The state of contemporary journalism might not be helping our collective self-rule. The rise of mass entertainment-as-edification (or media-as-fashion-show) is a waving of the white flag, conceding simultaneously that the market must know best and that the people must prefer diversion to self-government. The rise of the algorithm—which dictates who should you follow on Twitter, what you see in your Facebook newsfeed, which results are privileged by your search engine—is just as disconcerting. No longer does one have to bear the indignity of being exposed to an unwelcome utterance, thought, image, or idea. And while the focus of education turns to preparing students for the workforce, it undermines their capacity to acquire and use the sorts of knowledge required for competent self-government—that is knowledge in the broadest sense of politics and economics.

What we do together

I think of knowledge of politics and economics as an awareness and understanding of the things we do together that are directed towards some public end; that is, things we do for ourselves or for others that impact how we live together. The two are inextricably linked and must be so; after all, we are animals who live in communities governed by what happens in these two fields.
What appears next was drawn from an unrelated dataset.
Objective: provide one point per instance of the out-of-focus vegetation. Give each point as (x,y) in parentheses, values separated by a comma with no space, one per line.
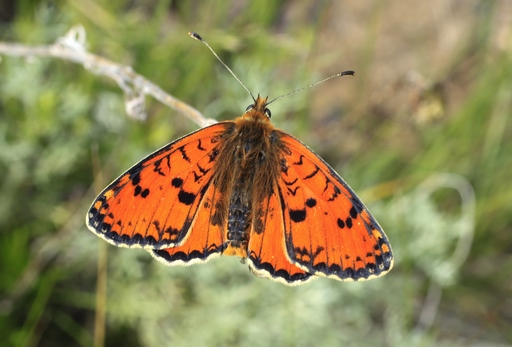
(431,97)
What unites us all and what links us to countless individuals from the past and to those who will be in the future is the human imperative to live in a community and our consequent need to both govern and be governed. Understanding and respecting that imperative implies bringing about better knowledge of politics and economics. Knowledge of these fields may be good in and of themselves, but they are also essential for the more practical and essential purpose of building capacity for self-rule.
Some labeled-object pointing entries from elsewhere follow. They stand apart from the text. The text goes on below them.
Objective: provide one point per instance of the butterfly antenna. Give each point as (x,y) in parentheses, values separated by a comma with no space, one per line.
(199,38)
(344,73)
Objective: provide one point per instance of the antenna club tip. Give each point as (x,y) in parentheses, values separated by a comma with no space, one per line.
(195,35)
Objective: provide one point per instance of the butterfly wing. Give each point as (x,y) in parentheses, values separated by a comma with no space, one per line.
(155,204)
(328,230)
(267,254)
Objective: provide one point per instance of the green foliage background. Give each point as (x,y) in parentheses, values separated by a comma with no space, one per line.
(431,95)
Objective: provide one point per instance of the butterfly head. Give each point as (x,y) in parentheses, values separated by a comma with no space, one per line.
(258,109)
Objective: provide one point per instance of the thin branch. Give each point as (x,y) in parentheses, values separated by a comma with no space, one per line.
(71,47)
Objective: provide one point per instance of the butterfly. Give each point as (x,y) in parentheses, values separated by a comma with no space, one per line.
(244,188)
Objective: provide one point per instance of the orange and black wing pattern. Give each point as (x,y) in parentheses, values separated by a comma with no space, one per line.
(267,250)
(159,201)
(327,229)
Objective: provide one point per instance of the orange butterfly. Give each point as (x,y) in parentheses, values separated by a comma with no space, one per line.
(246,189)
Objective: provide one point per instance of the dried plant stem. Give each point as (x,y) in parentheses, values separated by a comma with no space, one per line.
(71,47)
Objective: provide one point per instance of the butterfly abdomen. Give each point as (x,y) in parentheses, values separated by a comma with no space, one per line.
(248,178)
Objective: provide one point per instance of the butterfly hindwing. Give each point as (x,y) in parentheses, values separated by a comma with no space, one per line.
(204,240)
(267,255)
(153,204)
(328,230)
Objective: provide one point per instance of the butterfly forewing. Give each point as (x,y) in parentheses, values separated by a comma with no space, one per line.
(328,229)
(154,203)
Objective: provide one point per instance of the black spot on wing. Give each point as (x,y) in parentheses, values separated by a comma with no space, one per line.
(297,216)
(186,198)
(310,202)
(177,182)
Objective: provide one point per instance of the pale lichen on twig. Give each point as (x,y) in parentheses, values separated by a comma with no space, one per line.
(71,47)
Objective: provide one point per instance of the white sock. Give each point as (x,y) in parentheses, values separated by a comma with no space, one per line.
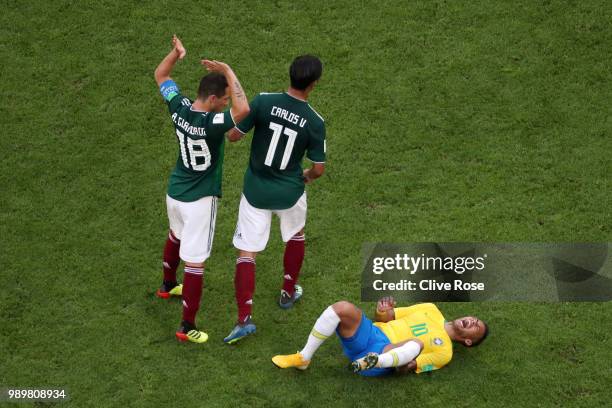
(324,327)
(399,356)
Many of us do not engage in politics or in the broad issues of public debate. However, involvement in CMC-Canada – as a committee member, sitting on a Board, advocating a position – is an exercise in engagement. Extending personal engagement to your community of professionals and the broader community is a positive contribution to citizenship. It makes us all better – contrariness, considered opinion, creative destruction – are all part of citizenship. Our collective vigilance makes for better institutions.

So, what about the ISO Standards process? The result may not be to our liking. However, the act of engagement is a tremendous learning exercise and is a great teacher of self-governance.  The journey is not over and will very likely be repeated in future as standards tend to evolve….and now we know.